Molto presto, le esigenze della coltivazione del caffè motivarono un trasferimento accelerato di prigionieri dalle altre province al sud-est e, all'interno di quella regione, dalle città alle campagne. I mercanti di schiavi giravano per le province, bussando alle porte dei proprietari terrieri urbani e rurali, offrendo prezzi che non potevano rifiutare per i giovani lavoratori ridotti in schiavitù, impiegati in gran numero in attività poco redditizie. La stessa letteratura narrativa in prosa si è mobilitata nella stessa direzione. I prigionieri lasciati per mare o per le strade campestri dell'entroterra. Questo terribile sradicamento forzato di una comunità di lavoratori già nata in Brasile è un fenomeno poco studiato.

Per tre decenni, soprattutto dopo il 1850, il commercio interprovinciale ha fornito, seppur in modo insufficiente, il fabbisogno della coltivazione del caffè, determinando una forte concentrazione della popolazione servile nel sud-est, con trasformazioni sociali e politiche decisive per l'Impero del Brasile. Negli anni '1870 dell'Ottocento, su poco più di un milione e mezzo di prigionieri nel paese, circa trecentomila vivevano a Rio de Janeiro. Anche Minas Gerais e San Paolo concentrarono folle di lavoratori.
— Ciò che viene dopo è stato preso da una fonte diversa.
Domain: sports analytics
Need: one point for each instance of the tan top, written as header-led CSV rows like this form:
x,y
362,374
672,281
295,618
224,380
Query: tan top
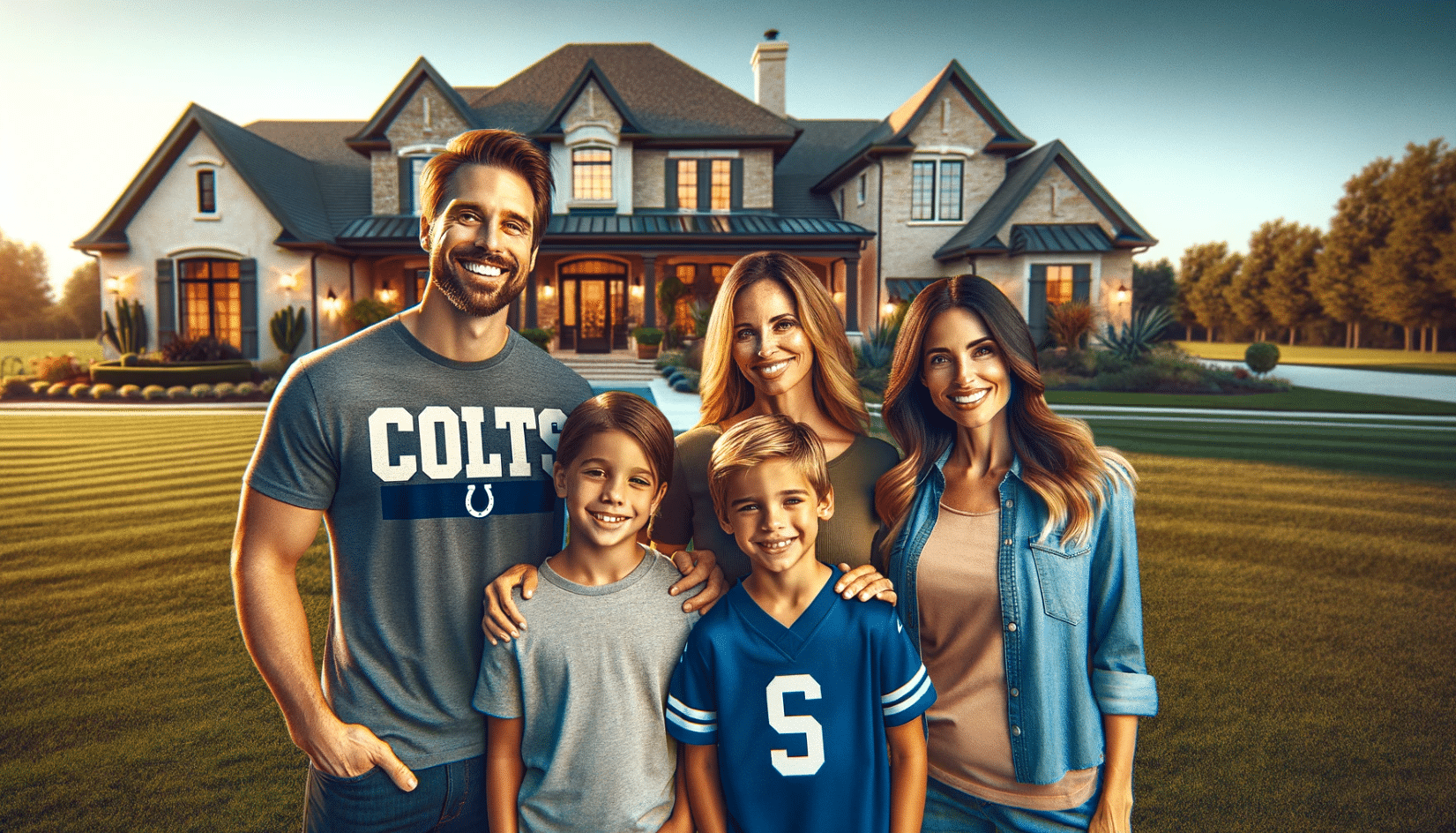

A quel tempo, mentre la popolazione schiava del sud-est era costituita da giovani lavoratori, per lo più uomini, quella del resto del Brasile era costituita principalmente da bambini, con particolare attenzione ai vecchi prigionieri di entrambi i sessi respinti dal traffico interprovinciale, poiché erano incapaci di sopportare il duro lavoro nelle piantagioni di caffè.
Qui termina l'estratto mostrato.